Это имя появляется рядом с именем Сократа с той же неизбежностью, с какой мы всегда находим Ахилла рядом с Патроклом. Они не любовники, но Сократ неоднократно заявляет, что неизменно будет сопутствовать Алкивиаду, последний же обычно смеется в ответ, утверждая, что от Сократа нужно бежать наутек как от сирен. Встреча за столом у Агафона становится одним из бесчисленных контрапунктов их в остальном различных траекторий: Фаллос и Идея располагаются по обе стороны от юного Агафона, используя его в пикировке, которая ведется на языке, находящемся в их совместном пользовании. Это язык любовной сцены и по мере того как он обнаруживается, становится ясно, что у Сократа тоже есть история. «Разве ты не флейтист?» — с упреком обращается Алкивиад к Сократу и сравнивает его с древними фигурками силенов, у которых внутри скрываются изваяния богов. В этом причина восхищения Алкивиада Сократом — у него внутри сокровище, которое он не желает уступать и все попытки Алкивиада вступить в обладание им, заплатив своей красотой, остаются бесплодны. Но поведение Алкивиада двусмысленно. Будучи, по выражению Лакана, «человеком, идущим в наслаждении так далеко, как только возможно», он превращает Сократа, хранящего свой фаллос как редкую драгоценность, в кастрированный монумент, себя же предъявляет Агафону в качестве субъекта желающего. Тем самым, Алкивиад обозначает отличную от сократовской и не менее радикальную позицию желания: он хочет, чтобы Эрот (в лице Сократа) любил его, а Агафона любил бы только он сам. В отличие от любви как «всеобщей теории крыла», опирающейся на труд и заботу, стратегия Алкивиада отмечена сквозной интерсубъективностью. Он понимает любовь не как опыт целого, но как двойственность различных движений и хочет всегда быть на границе, где-то в идиосинкратической складке причинения и претерпевания, избытка и недостатка; он хочет, чтобы любовь другого и любовь к другому плотно смыкались там, где расположено его собственное тело и не создавали единства; гарантом неслиянности Другого и Другого должен стать он сам, не создающий сущностей, но жаждущий авантюры.
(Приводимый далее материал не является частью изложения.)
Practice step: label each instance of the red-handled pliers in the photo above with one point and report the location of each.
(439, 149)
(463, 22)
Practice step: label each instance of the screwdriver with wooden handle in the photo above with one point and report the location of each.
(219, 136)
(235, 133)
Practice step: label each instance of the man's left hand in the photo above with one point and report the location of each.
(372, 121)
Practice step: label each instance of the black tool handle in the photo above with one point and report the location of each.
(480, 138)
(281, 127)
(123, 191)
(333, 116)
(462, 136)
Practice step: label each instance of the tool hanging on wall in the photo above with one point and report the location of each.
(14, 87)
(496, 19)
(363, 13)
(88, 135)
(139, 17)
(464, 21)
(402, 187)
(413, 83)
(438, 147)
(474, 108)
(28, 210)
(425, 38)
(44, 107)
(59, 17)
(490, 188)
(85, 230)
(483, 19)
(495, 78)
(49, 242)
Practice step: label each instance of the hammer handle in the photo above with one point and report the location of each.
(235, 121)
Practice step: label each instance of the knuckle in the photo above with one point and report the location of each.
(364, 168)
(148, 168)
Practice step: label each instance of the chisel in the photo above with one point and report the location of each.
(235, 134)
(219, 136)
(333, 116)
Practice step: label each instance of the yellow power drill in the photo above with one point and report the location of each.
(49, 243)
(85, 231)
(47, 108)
Замысел Алкивиада очевиден Сократу, но несмотря на прозрачность намерений, его желание не может быть подвергнуто метафизической дискредитации, как в случае с другими участниками пира; да и сам Алкивиад, легко появляясь и исчезая, остается проблемой и бедой для вечно бодрствующего и никогда не пьянеющего первого философа-эротомана.